- Borj-e Abbasabad Location within Iran
- Coordinates: 28°01′36″N 58°31′29″E﻿ / ﻿28.02667°N 58.52472°E
- Country: Iran
- Province: Kerman
- County: Jazmurian
- District: Chah-e Hasan
- Rural District: Kuhestan

Population (2016)
- • Total: 350
- Time zone: UTC+3:30 (IRST)

= Borj-e Abbasabad =

Village in Kerman province, Iran

Borj-e Abbasabad (برج عباس اباد) (Note: Also romanized as Borj-e ‘Abbāsābād; also known as ‘Abbāsābād and ‘Abbāsābād-e Borjak) is a village in, and the capital of, Kuhestan Rural District of Chah-e Hasan District, Jazmurian County, Kerman province, Iran.

==Demographics==
===Population===
At the time of the 2006 National Census, the village's population was 113 in 24 households, when it was in Jazmurian District (Note: Renamed the Central District of Jazmurian County) of Rudbar-e Jonubi County.

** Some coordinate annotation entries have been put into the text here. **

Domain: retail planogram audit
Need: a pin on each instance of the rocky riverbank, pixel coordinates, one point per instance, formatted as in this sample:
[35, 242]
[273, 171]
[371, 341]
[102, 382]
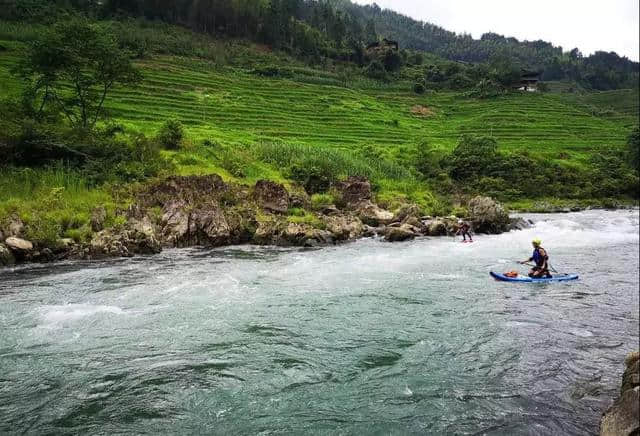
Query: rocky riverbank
[206, 211]
[622, 418]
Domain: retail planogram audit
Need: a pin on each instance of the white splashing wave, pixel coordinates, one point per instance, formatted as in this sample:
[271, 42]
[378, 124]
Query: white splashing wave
[53, 316]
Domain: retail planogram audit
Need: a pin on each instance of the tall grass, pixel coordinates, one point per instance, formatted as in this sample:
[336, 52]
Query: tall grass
[52, 202]
[25, 183]
[336, 161]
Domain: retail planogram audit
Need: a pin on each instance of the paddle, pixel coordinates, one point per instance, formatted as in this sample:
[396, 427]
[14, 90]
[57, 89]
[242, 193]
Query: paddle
[531, 264]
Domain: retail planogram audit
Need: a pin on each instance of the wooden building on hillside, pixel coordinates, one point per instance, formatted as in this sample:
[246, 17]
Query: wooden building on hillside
[528, 81]
[382, 46]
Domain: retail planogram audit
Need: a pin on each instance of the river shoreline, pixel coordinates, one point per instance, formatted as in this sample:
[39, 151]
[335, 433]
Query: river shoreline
[243, 339]
[204, 211]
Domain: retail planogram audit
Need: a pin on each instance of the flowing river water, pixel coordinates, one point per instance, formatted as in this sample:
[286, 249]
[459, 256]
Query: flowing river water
[363, 338]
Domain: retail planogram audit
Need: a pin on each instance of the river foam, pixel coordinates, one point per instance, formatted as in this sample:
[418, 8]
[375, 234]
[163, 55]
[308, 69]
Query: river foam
[367, 337]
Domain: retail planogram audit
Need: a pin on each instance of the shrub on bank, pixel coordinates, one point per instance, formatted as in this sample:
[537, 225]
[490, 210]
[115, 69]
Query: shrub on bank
[171, 135]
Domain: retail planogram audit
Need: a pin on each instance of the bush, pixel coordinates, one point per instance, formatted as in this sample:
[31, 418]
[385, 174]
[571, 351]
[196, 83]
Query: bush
[313, 174]
[171, 134]
[320, 201]
[633, 148]
[474, 156]
[486, 88]
[377, 71]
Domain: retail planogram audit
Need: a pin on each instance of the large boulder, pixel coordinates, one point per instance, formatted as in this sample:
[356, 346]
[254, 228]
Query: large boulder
[19, 247]
[98, 216]
[123, 242]
[6, 256]
[400, 233]
[304, 235]
[373, 215]
[488, 216]
[437, 227]
[184, 226]
[175, 221]
[622, 418]
[209, 227]
[268, 232]
[188, 189]
[15, 227]
[271, 196]
[355, 190]
[407, 212]
[344, 227]
[519, 223]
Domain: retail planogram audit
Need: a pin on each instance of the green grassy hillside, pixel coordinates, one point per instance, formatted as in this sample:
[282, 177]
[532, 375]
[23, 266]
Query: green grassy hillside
[358, 125]
[232, 105]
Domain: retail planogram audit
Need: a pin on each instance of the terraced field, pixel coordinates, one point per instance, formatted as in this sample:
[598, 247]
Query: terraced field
[233, 106]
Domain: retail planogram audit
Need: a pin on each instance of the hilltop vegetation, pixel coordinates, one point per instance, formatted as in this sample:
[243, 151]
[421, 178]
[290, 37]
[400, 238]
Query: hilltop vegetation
[340, 30]
[202, 105]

The following census in 2011 counted 192 people in 48 households. The 2016 census measured the population of the village as 350 people in 105 households.

In 2023, the district was separated from the county in the establishment of Jazmurian County and renamed the Central District. The rural district was transferred to the new Chah-e Hasan District.